Trafics, blanchiment et règlements de comptes meurtriers illustrent les liens tissés entre les milieux mafieux et l’extrême droite, devenue l’indispensable alliée du président turc.
(...) Depuis cette alliance, le signe des loups gris fait florès lors des cérémonies de remise de diplôme des écoles de police. Il se fait en joignant trois doigts, avec l’index et l’auriculaire dressés en l’air pour dessiner un loup, animal totem de l’extrême droite turque et surnom de ses groupes paramilitaires des années 1970. Le serment prononcé par les forces spéciales de l’armée comme de la police n’est autre, d’ailleurs, que le serment dit « des idéalistes », ainsi que s’appellent les fascistes turcs.
En dépit de certaines tensions et désaccords, Devlet Bahçeli semble déterminé à suivre Erdoğan dans sa dérive autoritaire. Un autoritarisme qui s’accompagne d’une autre dérive, de nature mafieuse. L’alliance du sabre fasciste et du goupillon islamiste a en effet réactivé un triptyque vénéneux reliant extrême droite, crime organisé et services de sécurité, qui avait déjà marqué la Turquie des années 1990. Une série d’affaires l’illustre.
Des mafieux « amis » sortis de prison (...)
Trafic de cocaïne
La collusion entre l’extrême droite et les milieux mafieux se retrouve dans le trafic de drogue. Si le transit de l’héroïne de l’Afghanistan vers l’Europe remplissait les poches des « idéalistes » dans les années 1990, c’est la cocaïne qui est leur nouvel eldorado.
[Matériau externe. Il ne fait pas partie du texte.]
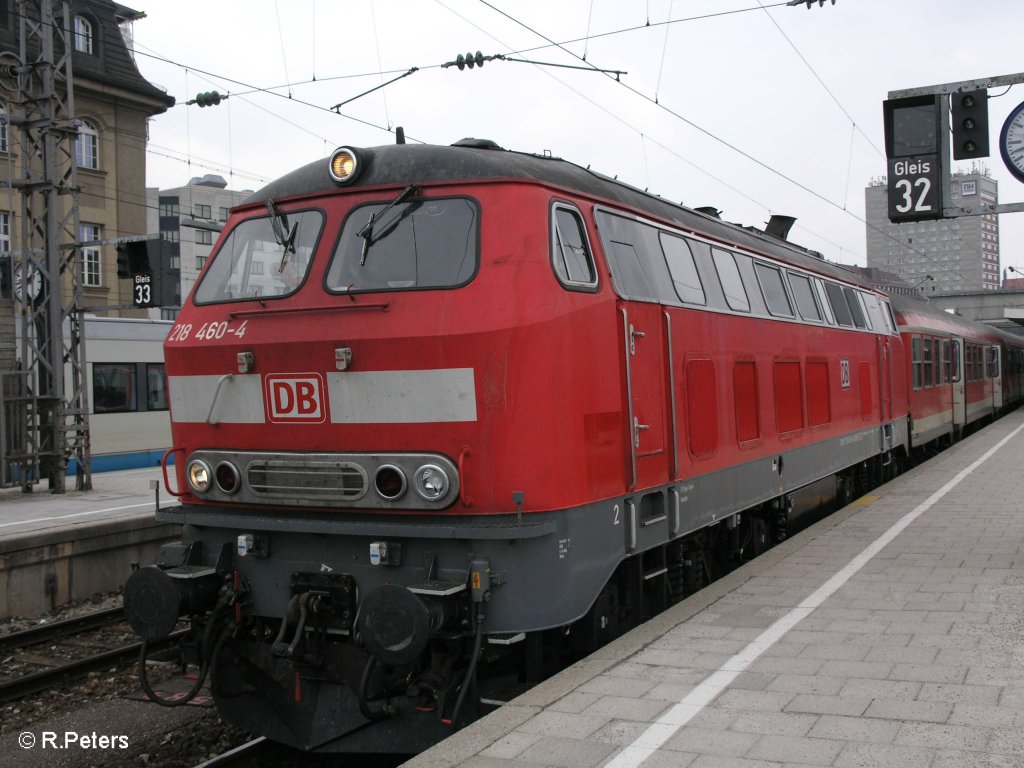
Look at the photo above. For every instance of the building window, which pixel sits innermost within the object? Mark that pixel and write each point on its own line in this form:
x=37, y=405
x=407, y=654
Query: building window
x=83, y=35
x=4, y=231
x=91, y=266
x=87, y=145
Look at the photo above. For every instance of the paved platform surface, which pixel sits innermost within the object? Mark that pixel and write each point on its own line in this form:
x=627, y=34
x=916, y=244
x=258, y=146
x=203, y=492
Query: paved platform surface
x=115, y=496
x=891, y=634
En provenance d’Amérique du Sud, la drogue acquise par ces groupes transite par cargo vers l’Europe, où elle est lâchée en pleine mer Méditerranée et récupérée par d’autres, ou alors directement importée en Turquie, notamment via le port de Mersin, où elle est ensuite distribuée vers la Russie ou vers les pays du Golfe et Israël, où elle se vend aux prix les plus élevés du marché mondial.
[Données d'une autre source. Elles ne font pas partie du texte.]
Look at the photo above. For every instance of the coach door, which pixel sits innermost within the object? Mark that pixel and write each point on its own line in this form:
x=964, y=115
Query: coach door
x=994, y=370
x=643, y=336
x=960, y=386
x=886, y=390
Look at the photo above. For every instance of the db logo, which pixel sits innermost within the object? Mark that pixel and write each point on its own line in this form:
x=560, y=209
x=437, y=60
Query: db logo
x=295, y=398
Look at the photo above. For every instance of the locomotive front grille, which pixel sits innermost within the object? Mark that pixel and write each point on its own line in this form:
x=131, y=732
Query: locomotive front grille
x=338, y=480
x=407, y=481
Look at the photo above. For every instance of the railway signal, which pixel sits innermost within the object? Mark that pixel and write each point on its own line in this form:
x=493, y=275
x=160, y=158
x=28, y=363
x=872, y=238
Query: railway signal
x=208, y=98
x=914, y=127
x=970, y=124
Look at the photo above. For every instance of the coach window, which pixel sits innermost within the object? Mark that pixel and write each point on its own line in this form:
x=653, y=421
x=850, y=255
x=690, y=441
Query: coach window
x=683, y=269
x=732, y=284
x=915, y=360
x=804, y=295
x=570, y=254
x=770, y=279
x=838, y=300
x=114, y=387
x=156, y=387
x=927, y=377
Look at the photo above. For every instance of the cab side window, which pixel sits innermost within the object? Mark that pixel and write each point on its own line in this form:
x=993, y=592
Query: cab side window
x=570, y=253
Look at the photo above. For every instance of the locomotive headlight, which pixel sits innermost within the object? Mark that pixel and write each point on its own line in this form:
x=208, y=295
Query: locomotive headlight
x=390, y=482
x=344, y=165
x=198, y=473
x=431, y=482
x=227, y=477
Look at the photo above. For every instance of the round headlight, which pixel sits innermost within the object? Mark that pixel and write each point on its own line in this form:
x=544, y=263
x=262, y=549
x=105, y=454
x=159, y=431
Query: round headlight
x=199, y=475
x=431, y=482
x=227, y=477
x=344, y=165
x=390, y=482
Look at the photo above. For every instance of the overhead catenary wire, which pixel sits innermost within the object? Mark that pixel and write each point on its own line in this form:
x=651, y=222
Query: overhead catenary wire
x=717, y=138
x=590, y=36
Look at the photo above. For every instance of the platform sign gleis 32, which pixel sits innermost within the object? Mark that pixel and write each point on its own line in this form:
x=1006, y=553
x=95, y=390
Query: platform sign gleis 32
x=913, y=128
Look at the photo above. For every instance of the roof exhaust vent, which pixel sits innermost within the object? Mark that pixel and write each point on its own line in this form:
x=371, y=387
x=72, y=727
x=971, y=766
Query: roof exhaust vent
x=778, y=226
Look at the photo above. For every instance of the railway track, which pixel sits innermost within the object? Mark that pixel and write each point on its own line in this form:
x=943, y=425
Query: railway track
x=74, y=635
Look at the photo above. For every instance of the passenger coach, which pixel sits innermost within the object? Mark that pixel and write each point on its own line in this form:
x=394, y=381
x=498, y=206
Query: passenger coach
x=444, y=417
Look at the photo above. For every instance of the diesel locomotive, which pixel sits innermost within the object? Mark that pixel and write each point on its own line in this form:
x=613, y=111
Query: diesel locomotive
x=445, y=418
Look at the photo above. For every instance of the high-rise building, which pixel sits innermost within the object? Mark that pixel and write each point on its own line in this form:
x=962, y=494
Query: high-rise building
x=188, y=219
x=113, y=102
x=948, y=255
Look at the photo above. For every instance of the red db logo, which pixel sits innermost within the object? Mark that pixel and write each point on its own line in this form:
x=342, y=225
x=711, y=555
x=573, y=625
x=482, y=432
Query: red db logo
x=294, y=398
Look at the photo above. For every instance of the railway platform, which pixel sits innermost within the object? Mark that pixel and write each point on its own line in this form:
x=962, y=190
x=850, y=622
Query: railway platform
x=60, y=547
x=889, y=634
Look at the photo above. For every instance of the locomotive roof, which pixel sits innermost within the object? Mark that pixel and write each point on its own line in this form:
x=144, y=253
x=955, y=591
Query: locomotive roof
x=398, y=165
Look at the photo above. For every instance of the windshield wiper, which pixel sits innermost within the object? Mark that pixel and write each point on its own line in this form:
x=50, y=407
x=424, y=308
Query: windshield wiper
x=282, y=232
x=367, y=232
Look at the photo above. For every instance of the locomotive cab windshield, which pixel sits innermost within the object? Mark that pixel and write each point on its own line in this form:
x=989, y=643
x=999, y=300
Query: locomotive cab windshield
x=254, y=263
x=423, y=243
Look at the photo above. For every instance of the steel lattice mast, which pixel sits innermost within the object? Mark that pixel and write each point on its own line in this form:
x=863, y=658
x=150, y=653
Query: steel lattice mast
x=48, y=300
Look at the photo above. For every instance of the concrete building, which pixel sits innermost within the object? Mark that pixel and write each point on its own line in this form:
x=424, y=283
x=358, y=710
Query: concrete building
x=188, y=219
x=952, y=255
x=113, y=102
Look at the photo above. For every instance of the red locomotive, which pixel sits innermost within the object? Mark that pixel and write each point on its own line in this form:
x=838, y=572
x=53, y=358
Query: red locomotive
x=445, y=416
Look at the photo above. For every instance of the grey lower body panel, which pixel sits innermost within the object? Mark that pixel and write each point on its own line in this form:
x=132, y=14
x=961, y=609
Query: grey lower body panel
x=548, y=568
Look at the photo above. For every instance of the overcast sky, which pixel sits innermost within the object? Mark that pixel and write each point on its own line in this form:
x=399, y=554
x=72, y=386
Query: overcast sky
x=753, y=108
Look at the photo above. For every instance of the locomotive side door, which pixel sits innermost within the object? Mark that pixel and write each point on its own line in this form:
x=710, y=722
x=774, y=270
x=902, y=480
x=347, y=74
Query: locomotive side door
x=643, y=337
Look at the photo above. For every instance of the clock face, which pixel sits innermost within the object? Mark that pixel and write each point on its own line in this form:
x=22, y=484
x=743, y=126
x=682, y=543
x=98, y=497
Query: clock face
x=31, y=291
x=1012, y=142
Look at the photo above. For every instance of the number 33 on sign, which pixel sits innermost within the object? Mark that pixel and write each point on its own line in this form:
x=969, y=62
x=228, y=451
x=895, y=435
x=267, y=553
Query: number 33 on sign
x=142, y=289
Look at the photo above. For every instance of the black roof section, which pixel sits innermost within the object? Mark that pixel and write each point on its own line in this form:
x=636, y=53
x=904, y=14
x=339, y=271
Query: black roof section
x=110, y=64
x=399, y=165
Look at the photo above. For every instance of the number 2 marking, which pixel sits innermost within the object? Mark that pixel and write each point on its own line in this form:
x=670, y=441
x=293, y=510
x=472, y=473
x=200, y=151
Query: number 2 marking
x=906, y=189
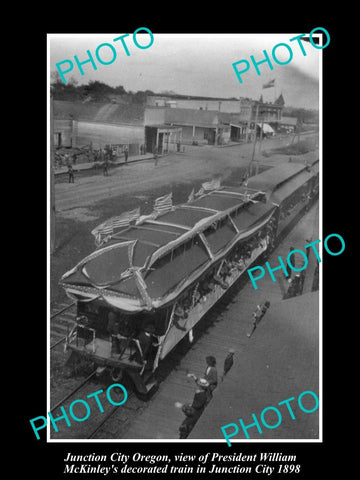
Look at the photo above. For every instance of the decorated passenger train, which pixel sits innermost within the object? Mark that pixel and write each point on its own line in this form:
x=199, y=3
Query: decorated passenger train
x=153, y=277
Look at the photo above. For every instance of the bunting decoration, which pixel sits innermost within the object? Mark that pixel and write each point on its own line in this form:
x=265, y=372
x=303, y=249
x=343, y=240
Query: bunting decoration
x=106, y=229
x=213, y=185
x=163, y=204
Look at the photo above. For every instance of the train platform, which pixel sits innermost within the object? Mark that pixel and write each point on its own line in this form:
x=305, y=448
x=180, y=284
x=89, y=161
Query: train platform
x=280, y=360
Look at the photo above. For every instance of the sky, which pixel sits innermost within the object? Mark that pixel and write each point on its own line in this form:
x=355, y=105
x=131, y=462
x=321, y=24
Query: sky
x=196, y=64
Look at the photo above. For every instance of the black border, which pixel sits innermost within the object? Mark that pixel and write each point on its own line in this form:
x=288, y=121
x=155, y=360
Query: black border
x=314, y=457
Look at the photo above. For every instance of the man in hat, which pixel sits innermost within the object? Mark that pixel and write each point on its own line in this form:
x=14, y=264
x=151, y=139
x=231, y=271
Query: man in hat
x=194, y=411
x=228, y=362
x=258, y=315
x=210, y=375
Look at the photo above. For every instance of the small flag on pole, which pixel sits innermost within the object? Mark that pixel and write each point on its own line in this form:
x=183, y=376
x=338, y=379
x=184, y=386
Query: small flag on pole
x=163, y=204
x=200, y=192
x=269, y=84
x=107, y=228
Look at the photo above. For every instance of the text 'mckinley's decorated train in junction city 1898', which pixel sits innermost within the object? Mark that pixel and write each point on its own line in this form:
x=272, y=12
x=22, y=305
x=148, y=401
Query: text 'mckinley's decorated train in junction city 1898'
x=153, y=277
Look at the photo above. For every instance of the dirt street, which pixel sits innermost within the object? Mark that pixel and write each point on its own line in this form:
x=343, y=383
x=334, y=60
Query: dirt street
x=194, y=165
Signe d’impunité, ces liens occultes s’affichent parfois au grand jour, notamment dans une série de vidéos (...)
Règlements de comptes meurtriers
L’état de santé de Devlet Bahçeli, hospitalisé et absent pendant plusieurs mois de la scène publique au début de l’année, est par ailleurs générateur de tensions au sein du parti, en vue de son éventuelle succession. Ces derniers mois, la compétition pour le pouvoir a débouché sur plusieurs altercations physiques et même sur des blessés par armes à feu. C’est ce que rapporte un journaliste turc en exil, fin connaisseur du milieu, qui précise que chaque camp se reposerait, pour ses actions coup de poing, sur l’aide de différents clans mafieux. (...)
Blanchiment d’argent dans le nord de Chypre
Le pacte faustien forgé entre l’AKP d’Erdoğan et le MHP, en dépit de la proximité revendiquée de ce dernier avec le crime organisé, intervient dans un contexte où les affaires de corruption touchant des proches du pouvoir se multiplient.
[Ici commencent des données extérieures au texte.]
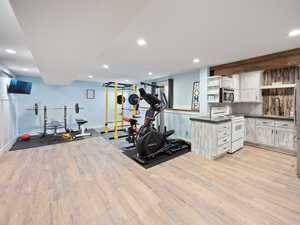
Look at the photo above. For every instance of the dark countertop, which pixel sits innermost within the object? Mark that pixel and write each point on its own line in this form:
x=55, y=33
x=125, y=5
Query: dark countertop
x=211, y=120
x=266, y=117
x=228, y=118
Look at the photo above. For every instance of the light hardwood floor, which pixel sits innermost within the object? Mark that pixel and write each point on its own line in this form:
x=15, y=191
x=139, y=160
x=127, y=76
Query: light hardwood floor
x=91, y=182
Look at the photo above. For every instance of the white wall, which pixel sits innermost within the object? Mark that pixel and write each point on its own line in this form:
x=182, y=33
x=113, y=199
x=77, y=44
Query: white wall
x=8, y=117
x=56, y=96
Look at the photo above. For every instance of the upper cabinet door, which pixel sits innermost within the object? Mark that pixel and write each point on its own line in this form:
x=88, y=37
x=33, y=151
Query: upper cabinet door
x=250, y=80
x=250, y=130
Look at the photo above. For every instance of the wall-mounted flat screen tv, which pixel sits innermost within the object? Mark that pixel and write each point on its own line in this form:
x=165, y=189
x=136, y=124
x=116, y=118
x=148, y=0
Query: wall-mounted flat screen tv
x=19, y=87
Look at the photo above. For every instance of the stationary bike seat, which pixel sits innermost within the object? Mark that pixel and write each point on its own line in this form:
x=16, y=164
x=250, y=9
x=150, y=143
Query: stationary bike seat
x=169, y=133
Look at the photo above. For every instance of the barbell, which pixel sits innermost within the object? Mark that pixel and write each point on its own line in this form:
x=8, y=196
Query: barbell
x=36, y=108
x=133, y=99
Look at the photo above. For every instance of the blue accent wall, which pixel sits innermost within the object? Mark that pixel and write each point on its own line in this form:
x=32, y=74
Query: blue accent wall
x=8, y=114
x=59, y=95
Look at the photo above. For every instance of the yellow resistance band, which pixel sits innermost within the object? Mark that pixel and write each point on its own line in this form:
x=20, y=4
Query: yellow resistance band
x=133, y=107
x=116, y=112
x=122, y=112
x=106, y=110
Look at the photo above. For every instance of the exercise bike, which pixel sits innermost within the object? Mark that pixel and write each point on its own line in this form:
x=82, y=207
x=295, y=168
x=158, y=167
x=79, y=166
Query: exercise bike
x=149, y=141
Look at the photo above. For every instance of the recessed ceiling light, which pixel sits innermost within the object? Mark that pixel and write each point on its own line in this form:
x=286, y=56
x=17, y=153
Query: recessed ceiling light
x=196, y=60
x=294, y=33
x=10, y=51
x=141, y=42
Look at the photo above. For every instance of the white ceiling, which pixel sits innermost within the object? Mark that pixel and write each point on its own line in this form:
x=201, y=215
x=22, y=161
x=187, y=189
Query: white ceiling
x=71, y=39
Le pays est devenu une plaque tournante du blanchiment de l’argent sale des criminels turcs mais aussi étrangers (...)
La Turquie dans le top 10 du crime organisé
Le Global Organized Crime Index est un organisme international financé par les États-Unis et l’Union européenne, chargé de mesurer l’emprise de la criminalité organisée dans le monde. Dans son rapport 2025, il plaçait la Turquie au 10e rang sur les 193 pays étudiés (la France occupe le 56e rang). Le rapport pointe notamment la passivité et la complicité des autorités concernant le trafic de drogue ou d’êtres humains. Il met également en garde contre le blanchiment d’argent, « qui implique probablement des individus insérés dans l’appareil étatique ».